To: E who wrote (105405)5/28/2005 10:55:39 PM
From: epicure  Read Replies (2) | Respond to of 108807
 
I agree. I was going to say it wasn't what I considered a science- but I didn't want to offend, and so I edited my post and changed it completely. But since you said it first, I will agree.

And 100 years ago- or whenever the pronouncement was FIRST made, psychiatrists were making ludicrous pronouncements about all sorts of things (I'm sure you are familiar with many of the things that were said about women, and let's not forget that truly bizarre theories about masturbation were current at the time).



To: E who wrote (105405)5/28/2005 11:20:34 PM
From: Grainne  Read Replies (1) | Respond to of 108807
 
I understand completely with what you are saying about psychiatry in the sense of psychiatrists as therapists. There are aspects of art and science to being an effective therapist, and much is subjective. However, psychiatrists are scientists in the broad sense of science, since they are medical doctors. Is the study and practice of medicine no longer considered a science in the United States?

And I was speaking specifically to the definition of the word "disorder" and the determination that by definition, homosexuals did not fit into the description thereof. I think that stating that psychiatrists simply removed homosexuality as a disorder because of social/political pressure is also dangerous in that it allows prejudice and bigotry toward a whole group of people to continue.

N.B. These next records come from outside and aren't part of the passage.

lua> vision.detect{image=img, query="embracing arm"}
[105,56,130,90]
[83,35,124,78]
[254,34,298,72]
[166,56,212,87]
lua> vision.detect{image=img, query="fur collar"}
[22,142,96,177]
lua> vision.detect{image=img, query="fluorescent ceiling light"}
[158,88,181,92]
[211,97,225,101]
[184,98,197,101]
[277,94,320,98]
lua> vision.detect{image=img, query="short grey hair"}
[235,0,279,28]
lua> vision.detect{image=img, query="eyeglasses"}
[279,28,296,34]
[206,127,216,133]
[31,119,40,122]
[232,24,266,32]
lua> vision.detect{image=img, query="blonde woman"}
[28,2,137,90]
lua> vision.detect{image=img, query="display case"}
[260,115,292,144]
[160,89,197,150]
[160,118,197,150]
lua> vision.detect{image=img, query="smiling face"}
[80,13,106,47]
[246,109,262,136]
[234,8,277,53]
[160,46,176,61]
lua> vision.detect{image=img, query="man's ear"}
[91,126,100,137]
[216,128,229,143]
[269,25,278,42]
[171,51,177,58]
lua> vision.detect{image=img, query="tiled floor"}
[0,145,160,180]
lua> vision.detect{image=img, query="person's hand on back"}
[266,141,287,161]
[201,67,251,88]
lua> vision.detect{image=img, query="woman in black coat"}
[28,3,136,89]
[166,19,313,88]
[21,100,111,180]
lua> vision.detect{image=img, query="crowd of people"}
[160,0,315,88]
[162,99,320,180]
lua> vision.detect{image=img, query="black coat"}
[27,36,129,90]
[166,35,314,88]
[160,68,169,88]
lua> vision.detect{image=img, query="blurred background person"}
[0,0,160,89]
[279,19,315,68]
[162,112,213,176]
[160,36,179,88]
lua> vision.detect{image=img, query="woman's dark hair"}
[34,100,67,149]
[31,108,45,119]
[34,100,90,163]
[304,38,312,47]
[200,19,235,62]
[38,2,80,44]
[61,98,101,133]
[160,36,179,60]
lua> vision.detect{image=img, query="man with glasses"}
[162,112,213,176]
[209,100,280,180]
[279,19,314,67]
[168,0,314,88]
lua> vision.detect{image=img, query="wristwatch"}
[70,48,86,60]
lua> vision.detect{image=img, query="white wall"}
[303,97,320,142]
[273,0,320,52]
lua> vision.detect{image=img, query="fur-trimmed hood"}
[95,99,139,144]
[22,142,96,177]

I actually think psychiatrists were way ahead of the curve in declassifiying, if you look at what was happening in 1972. Most gays were still closeted, and those who did come out did not do so typically intil their mid-twenties. Stonewall had happened, but not much else in terms of gay rights. It was really the beginning of the movement. Out gays were beginning to move to San Francisco, because there was so much discrimination in their more conservative communities, but the trend was really new. It would still be a decade before the AIDS epidemic began.